By J.D. Considine | Published July 2019
There was a time, back in the 1960s, when klezmer was considered not just retro but actually dead, and those who played it were not practitioners but revivalists. Clarinetist Michael Winograd grew up in that era, but plays like a skeptic—listening to him, you’d never imagine there was a time during which klezmer was in decline.

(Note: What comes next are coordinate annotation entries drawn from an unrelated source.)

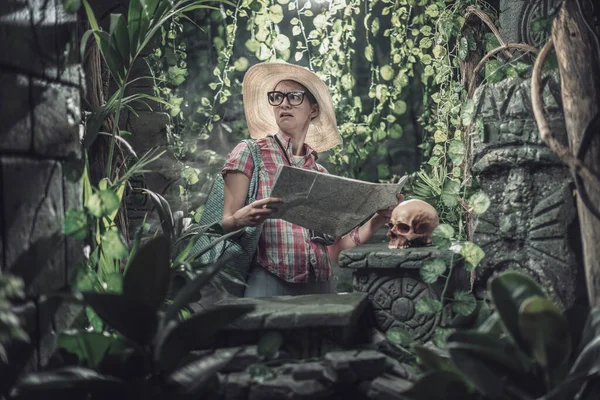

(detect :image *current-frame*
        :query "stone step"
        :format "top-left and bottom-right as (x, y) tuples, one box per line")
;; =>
(213, 293), (369, 358)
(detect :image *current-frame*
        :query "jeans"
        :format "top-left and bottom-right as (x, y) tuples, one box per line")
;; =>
(244, 266), (335, 297)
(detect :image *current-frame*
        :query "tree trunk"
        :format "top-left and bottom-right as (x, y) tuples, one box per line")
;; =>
(552, 0), (600, 307)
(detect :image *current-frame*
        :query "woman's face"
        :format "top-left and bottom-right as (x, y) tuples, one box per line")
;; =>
(273, 81), (319, 135)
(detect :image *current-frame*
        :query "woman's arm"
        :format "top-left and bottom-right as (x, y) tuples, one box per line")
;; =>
(327, 211), (396, 263)
(221, 171), (282, 233)
(327, 193), (404, 263)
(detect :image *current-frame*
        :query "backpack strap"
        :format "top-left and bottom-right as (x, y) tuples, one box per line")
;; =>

Much of that has to do with the way Winograd has mastered the klezmer clarinet vocabulary. It’s not the tunes he plays so much as the way he plays them that stamps this music as being “Kosher style”—the throaty glissandos, the crisp grace notes, ululating ornaments that make his clarinet phrases sound distinctively, definitively of the Jewish tradition. Interestingly, the rest of his young, Brooklyn-based ensemble pretty much leaves that space entirely to Winograd. Although there are moments in which the saxophonists mimic the clarinet’s phrasing, trumpeter Ben Holmes and trombonist Daniel Blacksberg tend to play it straight, to such an extent that Holmes’ carefully-tongued phrases would be as at home in a polka band as in Winograd’s ensemble.
Nevertheless, it’s hard not to be awed by Winograd’s complete command of klezmer ornamentation, much less the wit with which he deploys it to make the music fit contemporary Brooklyn Jewish culture. It’s so kosher you should feel guilty listening to the recording on your stereo Friday night.